Super-Flat ASTs

100•mmphosis•2mo ago

Comments

mitchellh•1mo ago

For a good example of this sort of pattern in the real world, take a look at the Zig compiler source code. I'm sure others might do it but Zig definitely does. I have a now very outdated series on some of the Zig internals: https://mitchellh.com/zig/parser And Andrew's old DoD talk is very good and relevant to this: https://vimeo.com/649009599

More generally, I believe its fair to call this a form of handle-based designs: https://en.wikipedia.org/wiki/Handle_(computing) Which are EXTREMELY useful for a variety of reasons and imo woefully underused above the lowest system level.

sestep•1mo ago

My hypothesis is that handles are underused because programming languages make it very easy to dereference a pointer (you just need the pointer) whereas "dereferencing" a handle requires also having the lookup table in hand at the same time, and that little bit of extra friction is too much for most people. It's not that pointers don't require extra machinery to be dereferenced, it's just that that machinery (virtual memory) is managed by the operating system, and so it's invisible in the language.

My current research is about how to make handles just as convenient to use as pointers are, via a form of context: like a souped-up version of context in Odin or Jai if one is familiar with those, or like a souped-up version of coeffects if one has a more academic background.

densh•1mo ago

Great summary and I think your argument is sound.

faresahmed•1mo ago

I think that it's a generic programming problem: pointers are easier because the type of the pointee is easy to get (a deref) and also its location (memory) but with index-based handles into containers you can no longer say that given a handle `H` (type H = u32) I can use it to get a type `T` and not only that, you've also introduced the notion of "where", that even if for each type `T` there exists a unique handle type `H` you don't know into which container instance does that handle belong. What you need is a unique handle type per container instance. So "Handle of Pool<T>" != "Handle of Pool<T>" unless the Pool is bound to the same variable.

As far as I know no language allows expressing that kind of thing.

sestep•1mo ago

I think actually Scala does exactly this style of inferring the container instance from its type: https://docs.scala-lang.org/scala3/book/ca-context-parameter...

But from what I understand (being a nonexpert on Scala), this scheme actually causes a lot of problems. I think I've even heard that it adds more undecidability to the type system? So I'm exploring ways of managing context that don't depend on inferring backward from the type.

debugnik•1mo ago

> What you need is a unique handle type per container instance.

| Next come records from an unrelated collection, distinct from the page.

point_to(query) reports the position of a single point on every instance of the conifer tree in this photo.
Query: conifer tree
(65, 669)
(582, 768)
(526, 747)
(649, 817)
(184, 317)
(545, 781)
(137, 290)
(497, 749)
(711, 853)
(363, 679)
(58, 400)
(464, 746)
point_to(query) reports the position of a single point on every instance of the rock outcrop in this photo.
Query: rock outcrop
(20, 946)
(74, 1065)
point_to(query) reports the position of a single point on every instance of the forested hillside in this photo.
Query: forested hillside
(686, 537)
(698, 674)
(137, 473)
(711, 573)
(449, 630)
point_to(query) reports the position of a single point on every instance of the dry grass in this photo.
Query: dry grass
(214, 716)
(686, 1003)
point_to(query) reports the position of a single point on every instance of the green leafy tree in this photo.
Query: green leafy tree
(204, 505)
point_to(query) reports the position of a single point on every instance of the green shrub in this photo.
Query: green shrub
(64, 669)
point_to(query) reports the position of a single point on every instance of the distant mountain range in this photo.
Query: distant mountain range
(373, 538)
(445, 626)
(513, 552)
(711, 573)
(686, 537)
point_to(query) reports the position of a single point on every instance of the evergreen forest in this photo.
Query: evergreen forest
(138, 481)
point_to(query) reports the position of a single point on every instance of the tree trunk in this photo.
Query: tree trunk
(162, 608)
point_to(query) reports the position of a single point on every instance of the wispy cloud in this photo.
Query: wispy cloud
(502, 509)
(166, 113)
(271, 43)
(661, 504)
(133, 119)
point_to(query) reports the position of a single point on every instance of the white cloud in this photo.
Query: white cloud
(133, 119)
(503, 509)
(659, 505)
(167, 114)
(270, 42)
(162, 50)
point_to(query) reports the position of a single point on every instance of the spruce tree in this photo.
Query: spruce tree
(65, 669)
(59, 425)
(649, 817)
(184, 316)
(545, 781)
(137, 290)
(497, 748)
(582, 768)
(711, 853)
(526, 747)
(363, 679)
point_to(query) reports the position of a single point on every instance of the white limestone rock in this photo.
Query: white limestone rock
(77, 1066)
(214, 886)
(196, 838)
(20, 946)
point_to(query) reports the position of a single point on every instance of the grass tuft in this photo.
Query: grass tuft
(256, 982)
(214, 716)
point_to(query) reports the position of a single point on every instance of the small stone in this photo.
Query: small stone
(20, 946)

You can do this with path-dependent types in Scala, or more verbosely with modules in OCaml. The hard part is keeping the container name in scope wherever these handle types are used: many type definitions will need to reference the container handle types. I'm currently trying to structure code this way in my pet compiler written in OCaml.

pedrozieg•1mo ago

What I like about this writeup is that it surfaces a tension most “let’s build a compiler” tutorials skip: the AST is both a data structure and a UX boundary. Super-flat layouts are fantastic for cache and memory, but they’re hostile to all the things humans care about (debuggable shapes, easy instrumentation, ad-hoc traversals, “just print this node and its children” in a debugger). A lot of production compilers quietly solve that by having two tiers: a nice, inefficient tree for diagnostics and early passes, and increasingly flattened / interned / arena-allocated forms as you move toward optimization and codegen.

The interesting question for me is where the crossover is now that IDEs and incremental compilation dominate the workload. If your front-end is effectively a long-running service, it might be worth keeping a friendlier AST around and only using a super-flat representation for hot paths like analysis passes or bulk refactors. Otherwise you risk saving a few hundred MB while spending engineer-months making every new pass fight the layout.

loeg•1mo ago

What about this representation is hostile to humans and ad-hoc traversals? Don't convenience "getters" basically solve usability?

uaksom•1mo ago

(author here) If you run the parser under a debugger like lldb, then attempt to inspect the AST of a program, it appears as an array of u64. Not very useful, unless you work on special support for debuggers (such as a python script to unpack it in lldb). Compare that to a tree of pointers, you can "expand" nodes without any extra effort.

loeg•1mo ago

I guess that makes sense. But I don't ever look at AST in a debugger, and if I needed to, I'd just write some python helpers.

munificent•1mo ago

It looks like, overall, this design gets the parser about twice as fast as a simple one that creates tree-like ASTs.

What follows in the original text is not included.